Since the early 1970s scientists have observed a steady decline in the extent of the Arctic sea-ice cover, which is disappearing at a rate of approximately 3% each decade. Furthermore, other, less complete records of Arctic sea-ice suggest that the decline in extent has been continuous since mid-century. Even with this trend, the 1990s have seen four summers in which the aerial extent of Arctic sea-ice was the smallest ever observed. While the reduction in ice extent is unequivocal, changes in thickness are also apparent, but more ambiguous. During a year-long experiment in the Arctic in 1998, the thickest ice floe found for the purposes of setting up an ice station was only 60% of the average (not even maximum) sea-ice thickness anticipated.
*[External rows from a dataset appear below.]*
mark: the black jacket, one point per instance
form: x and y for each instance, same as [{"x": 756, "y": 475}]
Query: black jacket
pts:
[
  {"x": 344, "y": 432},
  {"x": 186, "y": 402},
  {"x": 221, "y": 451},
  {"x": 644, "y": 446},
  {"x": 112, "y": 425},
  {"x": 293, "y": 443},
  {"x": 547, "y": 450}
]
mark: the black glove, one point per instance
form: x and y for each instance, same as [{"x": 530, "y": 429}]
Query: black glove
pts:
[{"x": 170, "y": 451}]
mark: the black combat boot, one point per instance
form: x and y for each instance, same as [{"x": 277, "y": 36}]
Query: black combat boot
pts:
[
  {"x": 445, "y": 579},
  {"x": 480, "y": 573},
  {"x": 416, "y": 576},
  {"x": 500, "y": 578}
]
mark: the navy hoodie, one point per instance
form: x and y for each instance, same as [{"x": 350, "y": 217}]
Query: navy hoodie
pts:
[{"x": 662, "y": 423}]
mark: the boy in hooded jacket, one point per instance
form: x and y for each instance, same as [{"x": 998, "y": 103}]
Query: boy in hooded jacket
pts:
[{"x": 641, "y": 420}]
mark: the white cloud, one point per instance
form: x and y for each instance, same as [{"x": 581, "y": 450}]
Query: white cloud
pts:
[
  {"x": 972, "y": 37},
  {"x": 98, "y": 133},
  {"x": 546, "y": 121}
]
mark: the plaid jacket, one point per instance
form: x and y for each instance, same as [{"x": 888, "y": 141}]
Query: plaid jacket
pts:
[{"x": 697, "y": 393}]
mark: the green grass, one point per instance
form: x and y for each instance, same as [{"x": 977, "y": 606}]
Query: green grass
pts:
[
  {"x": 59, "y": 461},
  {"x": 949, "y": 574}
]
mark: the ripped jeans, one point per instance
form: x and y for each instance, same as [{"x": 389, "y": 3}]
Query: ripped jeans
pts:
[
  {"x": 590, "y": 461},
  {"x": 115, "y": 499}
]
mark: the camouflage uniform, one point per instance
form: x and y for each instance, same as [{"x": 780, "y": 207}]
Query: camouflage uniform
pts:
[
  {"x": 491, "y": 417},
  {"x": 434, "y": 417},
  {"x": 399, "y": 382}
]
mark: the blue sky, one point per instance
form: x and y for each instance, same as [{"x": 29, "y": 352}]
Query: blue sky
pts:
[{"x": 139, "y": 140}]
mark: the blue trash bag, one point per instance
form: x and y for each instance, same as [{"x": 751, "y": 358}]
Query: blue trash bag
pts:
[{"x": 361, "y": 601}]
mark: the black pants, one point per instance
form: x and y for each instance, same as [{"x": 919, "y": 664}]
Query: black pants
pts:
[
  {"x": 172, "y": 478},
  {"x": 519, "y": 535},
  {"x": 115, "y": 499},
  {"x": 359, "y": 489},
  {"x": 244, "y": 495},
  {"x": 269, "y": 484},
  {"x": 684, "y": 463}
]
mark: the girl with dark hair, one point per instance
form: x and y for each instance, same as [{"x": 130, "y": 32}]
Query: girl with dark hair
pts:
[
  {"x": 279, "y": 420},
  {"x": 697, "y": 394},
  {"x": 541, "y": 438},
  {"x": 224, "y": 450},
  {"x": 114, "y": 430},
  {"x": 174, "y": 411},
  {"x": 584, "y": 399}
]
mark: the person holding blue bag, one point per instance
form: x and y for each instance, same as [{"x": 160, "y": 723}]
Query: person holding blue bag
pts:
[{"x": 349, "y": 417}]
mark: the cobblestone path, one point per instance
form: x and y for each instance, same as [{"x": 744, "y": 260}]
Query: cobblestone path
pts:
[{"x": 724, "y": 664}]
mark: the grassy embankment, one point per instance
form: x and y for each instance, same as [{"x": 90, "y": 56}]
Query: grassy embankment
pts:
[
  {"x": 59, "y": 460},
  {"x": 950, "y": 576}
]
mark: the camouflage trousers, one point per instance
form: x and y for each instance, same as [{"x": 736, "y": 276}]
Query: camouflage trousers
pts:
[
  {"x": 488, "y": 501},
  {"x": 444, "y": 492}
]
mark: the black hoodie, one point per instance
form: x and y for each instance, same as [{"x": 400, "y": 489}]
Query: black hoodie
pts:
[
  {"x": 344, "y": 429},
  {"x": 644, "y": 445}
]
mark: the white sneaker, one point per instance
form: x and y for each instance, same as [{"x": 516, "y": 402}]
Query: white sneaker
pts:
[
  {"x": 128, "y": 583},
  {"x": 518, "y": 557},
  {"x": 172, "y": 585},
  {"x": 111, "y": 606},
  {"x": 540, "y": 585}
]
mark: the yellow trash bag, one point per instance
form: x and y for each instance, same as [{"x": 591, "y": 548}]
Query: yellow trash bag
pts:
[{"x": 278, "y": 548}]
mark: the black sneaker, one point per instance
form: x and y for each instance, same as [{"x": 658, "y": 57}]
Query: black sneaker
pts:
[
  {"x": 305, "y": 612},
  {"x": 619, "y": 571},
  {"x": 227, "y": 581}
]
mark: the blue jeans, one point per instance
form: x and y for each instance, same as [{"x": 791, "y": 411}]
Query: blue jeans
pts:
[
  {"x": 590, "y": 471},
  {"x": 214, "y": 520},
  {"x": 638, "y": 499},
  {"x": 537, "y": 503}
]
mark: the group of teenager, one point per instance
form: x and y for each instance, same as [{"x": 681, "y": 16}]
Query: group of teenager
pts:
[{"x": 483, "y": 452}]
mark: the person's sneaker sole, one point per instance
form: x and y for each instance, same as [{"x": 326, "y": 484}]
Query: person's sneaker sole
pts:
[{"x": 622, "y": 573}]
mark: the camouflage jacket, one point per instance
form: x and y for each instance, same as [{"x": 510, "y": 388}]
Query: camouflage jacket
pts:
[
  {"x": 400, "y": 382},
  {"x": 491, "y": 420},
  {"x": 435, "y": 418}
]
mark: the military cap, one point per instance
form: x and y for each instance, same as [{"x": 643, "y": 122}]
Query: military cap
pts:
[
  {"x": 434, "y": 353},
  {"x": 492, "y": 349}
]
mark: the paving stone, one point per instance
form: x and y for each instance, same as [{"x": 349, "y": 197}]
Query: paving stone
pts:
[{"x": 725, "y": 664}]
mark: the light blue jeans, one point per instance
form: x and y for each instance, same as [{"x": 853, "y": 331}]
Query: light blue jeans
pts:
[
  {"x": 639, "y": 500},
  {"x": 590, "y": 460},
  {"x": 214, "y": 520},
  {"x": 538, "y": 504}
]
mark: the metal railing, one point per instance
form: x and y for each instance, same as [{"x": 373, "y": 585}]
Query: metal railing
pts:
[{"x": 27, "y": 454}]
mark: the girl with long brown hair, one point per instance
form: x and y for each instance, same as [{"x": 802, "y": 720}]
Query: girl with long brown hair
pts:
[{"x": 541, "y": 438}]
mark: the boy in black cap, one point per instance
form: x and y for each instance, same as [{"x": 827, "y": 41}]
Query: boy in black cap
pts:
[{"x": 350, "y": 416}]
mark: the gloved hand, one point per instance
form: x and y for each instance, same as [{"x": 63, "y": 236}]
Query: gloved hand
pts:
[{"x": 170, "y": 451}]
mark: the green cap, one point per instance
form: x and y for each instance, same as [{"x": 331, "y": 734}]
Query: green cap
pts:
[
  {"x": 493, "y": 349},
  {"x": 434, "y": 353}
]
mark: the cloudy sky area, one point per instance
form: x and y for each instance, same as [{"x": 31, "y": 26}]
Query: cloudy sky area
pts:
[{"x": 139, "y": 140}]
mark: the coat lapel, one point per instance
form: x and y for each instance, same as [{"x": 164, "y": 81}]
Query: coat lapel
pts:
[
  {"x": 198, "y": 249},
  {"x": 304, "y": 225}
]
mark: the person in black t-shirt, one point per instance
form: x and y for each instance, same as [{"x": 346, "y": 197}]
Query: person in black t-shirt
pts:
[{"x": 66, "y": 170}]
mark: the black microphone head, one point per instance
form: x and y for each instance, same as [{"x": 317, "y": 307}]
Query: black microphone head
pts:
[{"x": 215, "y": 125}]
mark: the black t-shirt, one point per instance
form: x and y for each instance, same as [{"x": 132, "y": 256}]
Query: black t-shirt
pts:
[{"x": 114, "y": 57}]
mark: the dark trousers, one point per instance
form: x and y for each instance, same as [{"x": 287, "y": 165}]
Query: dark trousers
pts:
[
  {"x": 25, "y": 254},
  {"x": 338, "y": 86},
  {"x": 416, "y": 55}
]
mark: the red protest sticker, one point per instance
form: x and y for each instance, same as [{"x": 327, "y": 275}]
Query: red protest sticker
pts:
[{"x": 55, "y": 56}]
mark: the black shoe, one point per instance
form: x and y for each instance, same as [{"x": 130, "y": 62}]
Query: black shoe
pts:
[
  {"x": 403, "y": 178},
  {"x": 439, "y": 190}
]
For reasons no one understands -- although global warming is a top suspect -- the Grand Banks shipping lanes, which are located southeast of Newfoundland, were an ice-free zone.For the first time in 85 years, the International Ice Patrol (IIP) issued not a single bulletin reporting lurking bergs.
The surface waters of the eastern Pacific have warmed by 2 degrees in the last 20 years -- independent of El Nino events. That has led to a 70 percent decline in the population of zooplankton, a five percent decline in fish populations, the wholesale death of seals and sea lions, and a 90 percent decline in the population of a species of sea bird
El Nino conditions might settle in almost permanently if global warming gets bad enough, making climate disruptions such as droughts or excessive winter rain the norm, a computer study suggests.